Взятый напрокат «новый реализм по Шаргунову» предполагает «свой большой стиль». Определять его размер («большой») будет, очевидно, никогда не бывавшее еще синтезирование «каких-то (вот именно, “каких-то”! — К.К.) либерально-патриотических начал с яростно свободными, даже анархистскими». Элементами «синтеза» окажутся не только все идеологии (новый идеологический глобализм чрезвычайно удобная штука и выгодная для торговцев идеями), но в его состав войдет «романтическая идея», «высокая идейность», категорический антидогматизм (без «чавкающего болота» прежних писателей), «безоглядность», авангардистская «очистительная суть», «остро выраженная экзистенция» (из той же, очевидно, области, что и бондаренковская метафизика), экстравагатность и парадоксализм… Кажется, на этом список элементов коктейля под именем «экстравагантного синтеза» и химического патриотизма Шаргунова можно завершить.

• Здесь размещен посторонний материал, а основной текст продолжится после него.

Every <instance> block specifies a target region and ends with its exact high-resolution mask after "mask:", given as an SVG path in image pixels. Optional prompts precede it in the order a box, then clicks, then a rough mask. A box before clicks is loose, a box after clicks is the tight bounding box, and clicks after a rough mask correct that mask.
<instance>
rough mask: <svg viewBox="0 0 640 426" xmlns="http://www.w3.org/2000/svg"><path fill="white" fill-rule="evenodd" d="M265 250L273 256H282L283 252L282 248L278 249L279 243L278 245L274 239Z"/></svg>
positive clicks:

Но для Шаргунова все это лишь слова. Какое примитивнейшее (до него не дошли даже крутые постмодернисты) писательское пожелание «народности»: народный читатель «выпьет глоток пива, перелистнет страницу» шаргуновской книжицы! Народный читатель до краев наполнен пивом, как прежний — классовым содержанием. Какое прибедненное доказательство «поэтичности народа»: подростки с ножами «говорят стихами». Но не менее поразительно полное отсутствие мужской рациональности, проверки себя логикой. Шаргунов о Шаргунове пишет как порхающая институтка, для которой «дыхание православной традиции», конечно же существует, но больно уж «хочется замуж», так что послабления делаются самые «варварские», вне «конфессиальной конкретики».

Сергея Шаргунова с комфортом разместят в «красном джипе», как, впрочем, и в белом, и в черном (туда же уместятся «костлявая» Денежкина, «тяжеловес» Сенчин и не имеющий пока обозначения юный Свириденков). Сергея Шаргунова будут с удовольствием использовать в качестве попутчика.

Вертлявое желание «быть лидером», «пионером с горном и барабаном» не только маскирует неумение Шаргунова быть писателем, но и открывает его непомерную амбицию выжимать «с помощью литературы» максимум газетно-журнальных площадей. И будет логично, когда все свои химеры он променяет на статус «общественного деятеля» широкого разлива — мирового парня, ведь его уже сейчас «вселенские вопросы трогают». (Статья писалась, когда Шаргунов еще не был лидером молодежной «Родины», так что, жаль, ноя оказалась права в своем прогнозе). Пока же он в нужном месте не забывает сказать об «особенности нашего русского пути» (это еще входит в имидж начинающего деятеля). В другом месте — заявить об «обостренном чувстве свободы». Об особенности же движения из такого неудобного положения (либерально-консервативно-анархически-экстравагантного) давно сказано великим баснописцем Крыловым.

Новый синтез

Идея синтеза в культуре чаще всего возникает в эпохи смутные. В начале XX века была популярна идея «соборного театра» (как синтеза культа, церкви, философии и культуры) или «всенародного театра», который «овладевает улицей для того, чтобы улица стала театром-храмом» (Вяч. Иванов). Да, поставлена была пара спектаклей в Башенном театре Вяч. Иванова… Сугубые эстеты, презиравшие человека толпы и улицу, тащили при этом именно на улицу культурные святыни, «адаптировали» к улице христианство. В реальности же, что тогда, что сейчас, благостное всеединство и мажорная «соборность» культуры давали всегда мертвые всходы, порождали разрушительные вирусы. Чем «мистичнее», «метафизичнее» были теории, тем атеистичнее был результат. Чем более «символическое и загадочное» хотели выявить и выставить на обозрение публики, тем больше лезла вперед самая грубая и наглая плоть. Модные декадентские «уклоны» и «прыжки мысли», мистическое сусло «эстетики страданий и наслаждений» тех лет вполне сродни нынешнему вареву под названием «единый литературный процесс». Гадость эта давно известная. Она приготавливается тогда, когда нужно обязательно что-то «спасать» (русскую культуру, например), но «спасать» так, что нужно ее превратить во что-то другое — в парадоксализм, в частности.